This Taiwanese production pays homage to an earlier era of filmmaking; a detective thriller with a supernatural twist.
An FBI specialist and a Taiwan cop team up to track a unique serial killer. Let’s dig into 2002’s DOUBLE VISION, directed by Kuo-Fu Chen!
As I See It
I’ve said it before, but there is always a hangover in the first few years of a decade when it comes to cinema, marked by the presence of notable traits from the preceding era. What’s odd about this early 2000s film is it seems more eighties than nineties, but it still looks its age.
Well-shot and properly performed but a little too loosely written, this supernatural thriller bends reality to bring intuitions and mythological powers to life.
Completely dubbed, it features one American actor, David Morse, who speaks all his lines in his native language. He’s a good actor. That’s why he’s been in so many big-budget films.
It’s a shame that the Hollywood machine would require Morse to go to another country to land a starring role. But thankfully, for his resume, that role was in this quality production.
The serial killer story feels forced.

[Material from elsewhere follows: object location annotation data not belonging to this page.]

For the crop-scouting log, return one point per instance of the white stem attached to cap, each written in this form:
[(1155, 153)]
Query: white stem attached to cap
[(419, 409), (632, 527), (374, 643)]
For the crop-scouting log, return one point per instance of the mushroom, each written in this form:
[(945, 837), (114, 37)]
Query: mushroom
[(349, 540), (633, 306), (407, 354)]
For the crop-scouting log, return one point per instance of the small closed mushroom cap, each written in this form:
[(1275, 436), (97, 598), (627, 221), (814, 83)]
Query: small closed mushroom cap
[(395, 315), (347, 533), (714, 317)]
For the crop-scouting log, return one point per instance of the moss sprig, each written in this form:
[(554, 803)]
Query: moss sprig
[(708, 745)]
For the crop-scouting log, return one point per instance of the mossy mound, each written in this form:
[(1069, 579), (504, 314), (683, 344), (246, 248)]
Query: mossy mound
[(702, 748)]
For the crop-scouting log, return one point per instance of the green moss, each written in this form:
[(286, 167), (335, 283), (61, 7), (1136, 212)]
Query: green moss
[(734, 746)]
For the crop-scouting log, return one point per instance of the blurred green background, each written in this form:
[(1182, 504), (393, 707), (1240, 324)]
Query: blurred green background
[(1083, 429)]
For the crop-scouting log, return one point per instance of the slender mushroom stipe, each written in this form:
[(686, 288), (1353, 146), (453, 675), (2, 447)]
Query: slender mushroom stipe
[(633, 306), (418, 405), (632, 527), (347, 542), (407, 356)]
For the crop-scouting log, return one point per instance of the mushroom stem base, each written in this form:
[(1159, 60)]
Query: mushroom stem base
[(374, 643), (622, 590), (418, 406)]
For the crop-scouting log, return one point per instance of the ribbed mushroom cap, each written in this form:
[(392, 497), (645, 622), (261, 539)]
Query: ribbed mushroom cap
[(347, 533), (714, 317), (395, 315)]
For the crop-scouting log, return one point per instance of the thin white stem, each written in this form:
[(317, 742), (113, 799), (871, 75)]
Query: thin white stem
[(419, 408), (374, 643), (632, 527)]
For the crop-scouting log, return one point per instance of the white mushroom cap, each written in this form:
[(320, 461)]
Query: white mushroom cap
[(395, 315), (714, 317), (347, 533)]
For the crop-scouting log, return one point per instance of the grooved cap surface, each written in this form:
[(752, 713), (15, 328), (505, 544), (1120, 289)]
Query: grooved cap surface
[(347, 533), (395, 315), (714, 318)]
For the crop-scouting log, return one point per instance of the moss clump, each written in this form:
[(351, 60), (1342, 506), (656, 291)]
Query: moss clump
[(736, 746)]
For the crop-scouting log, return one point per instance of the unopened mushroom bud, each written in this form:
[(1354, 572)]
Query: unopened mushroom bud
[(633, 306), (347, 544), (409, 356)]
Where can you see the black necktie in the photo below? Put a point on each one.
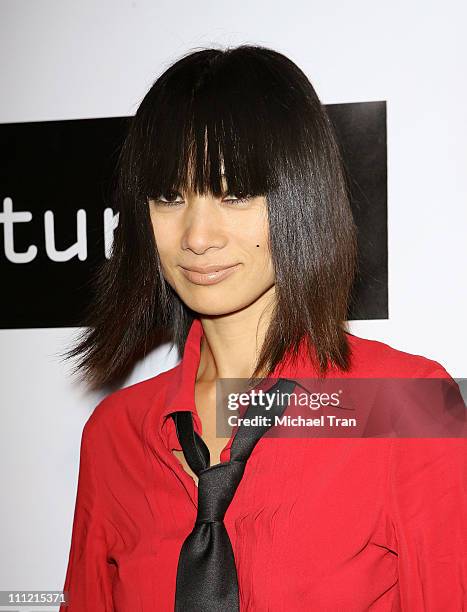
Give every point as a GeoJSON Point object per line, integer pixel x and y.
{"type": "Point", "coordinates": [206, 573]}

The method of killing is unique and interesting, but the killer never feels like the boogeyman we should be afraid of. Once we drop that and focus on the supernatural element, things get fun.
That temple massacre scene? Goddamn! It’s bloody and ultra-violent — and completely unexpected. It’s got a bit of the Tarantino Kill Bill dojo scene vibe to it.
David Morse (Kevin Richter) has been working for a long time and is one of those character actors everyone knows. Some of his most memorable roles are Brutal Howell in Stephen King’s The Green Mile, Dr. Peters in Terry Gilliam’s 12 Monkeys, and Major Baxter in Michael Bay’s The Rock.
Of Gratuitous Nature
Thank goodness the stillborn baby in the opening scene doesn’t look realistic enough to traumatize. Regardless, it is a heavy tone to set in the first scene.
The sets and the set decorating detail are pretty amazing. Sometimes it borders on an oddities shop, with a menagerie of fetus jars and weird body art, but it keeps it interesting at the very least.
Ripe for a Remake
Turning medical oddities into a backstory could provide a rich amount of material. Focusing on some sort of twin defect seems to be a recurring theme, though, whether it’s Cronenberg’s Dead Ringers or Malignant (yes, it’s a tumor). There are plenty of deformities to exploit for supernatural powers.
No progeny to report.
Where to Watch
It doesn’t seem that there has been a proper high-definition film release in a physical copy. You can stream it on Tubi.